La survie sans progression médiane était très significativement améliorée par le vorasidenib, de 27,7 mois versus 11,1 mois sous placebo (HR = 0,39, p = 0,000000067). Le délai médian avant de recourir à un nouveau traitement était aussi statistiquement significatif : non atteint sous vorasidenib versus 17,8 mois dans le bras placebo (HR = 0,26 ; p = 0,000000019). Le profil de sécurité était gérable.
Cette première étude de phase 3 avec une thérapie ciblée montre qu’il est possible de retarder la chimiothérapie et la radiothérapie des gliomes IDH mutés de grade 2, en diminuant de 61 % le risque de progression. Les résultats ont aussi été publiés dans « The New England Journal of Medicine ».
Dans le cancer du rectum, le Folfox limite le recours à la radiothérapie
Dans les cancers du rectum localement avancés, l’essai de phase 3 Prospect montre que le protocole de chimiothérapie Folfox modifié (mFolfox), utilisé en néoadjuvant (et non plus en adjuvant) avec une utilisation sélective de la chimioradiothérapie pelvienne, permet le même taux de guérison que le traitement préopératoire standard par chimioradiothérapie systématique.
Dans le groupe mFolfox (n = 585), lorsque la régression tumorale atteignait au moins 20 %, il n’y avait pas de radiothérapie avant chirurgie rectale. Lorsqu’elle était inférieure à 20 %, une chimioradiothérapie était instaurée avant l’opération. Le groupe standard (n = 543) recevait systématiquement la chimioradiothérapie néoadjuvante, avec de la capécitabine ou du 5-FU.

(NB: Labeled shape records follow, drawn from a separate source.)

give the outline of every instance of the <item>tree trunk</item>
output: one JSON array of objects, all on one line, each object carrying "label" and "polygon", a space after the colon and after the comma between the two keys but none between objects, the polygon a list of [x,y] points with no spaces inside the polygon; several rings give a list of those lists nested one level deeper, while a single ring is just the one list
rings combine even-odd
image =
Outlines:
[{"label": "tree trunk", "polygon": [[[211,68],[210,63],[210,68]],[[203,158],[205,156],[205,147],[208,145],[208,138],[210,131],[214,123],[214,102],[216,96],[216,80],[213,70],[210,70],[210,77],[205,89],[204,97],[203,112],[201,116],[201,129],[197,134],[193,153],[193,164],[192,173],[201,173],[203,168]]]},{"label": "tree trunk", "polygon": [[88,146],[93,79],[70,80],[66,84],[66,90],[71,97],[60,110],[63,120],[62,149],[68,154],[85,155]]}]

Dans le bras mFolfox, la chimioradiothérapie a dû être administrée à 53 participants (9,1 %) en raison d'une réponse tumorale en dessous de 20 % ou d'une intolérance au Folfox. Les résultats à cinq ans sont pratiquement identiques en termes de taux de survie sans maladie (80,8 % versus 78,6 %, HR = 0,92, p de non-infériorité = 0,0051) et de survie globale (89,5 % versus 90,2 %). Mais il a été observé moins de séquelles à long terme, en particulier sexuelles ou neurotoxiques, et moins de complications postopératoires sévères en l’absence de chimioradiothérapie. « À noter toutefois que les tumeurs à haut risque touchant la paroi pelvienne qui nécessitent une radiothérapie n’ont pas été incluses dans cet essai », remarque la Dr Deb Schrag (États-Unis).
Toujours dans le cancer du rectum, mais à un stade plus avancé (T3 ou T4, M0), les résultats de l’étude Prodige 23 (essai Unicancer GI) ont été présentés par le Pr Thierry Conroy de Nancy. Un groupe de patients recevait une chimioradiothérapie préopératoire, suivie de la chirurgie puis d’une chimiothérapie adjuvante pendant six mois, un traitement efficace mais avec toutefois un risque de 25 % de métastases. Dans l’autre bras, les patients étaient traités par six cycles de mFolfirinox, suivi de la chimioradiothérapie, avant la chirurgie, puis par trois mois de chimiothérapie adjuvante.
Avec une médiane de suivi de près de sept ans, tous les résultats sont significativement supérieurs dans le groupe mFolfirinox avec une survie sans maladie de 67,6 versus 62,5 % (p = 0,048) et une survie globale de 81,9 versus 76,1 % (p = 0,033). « Une chimiothérapie plus intensive intervenant précocement sur les micrométastases est la stratégie à privilégier », estime le Pr Conroy.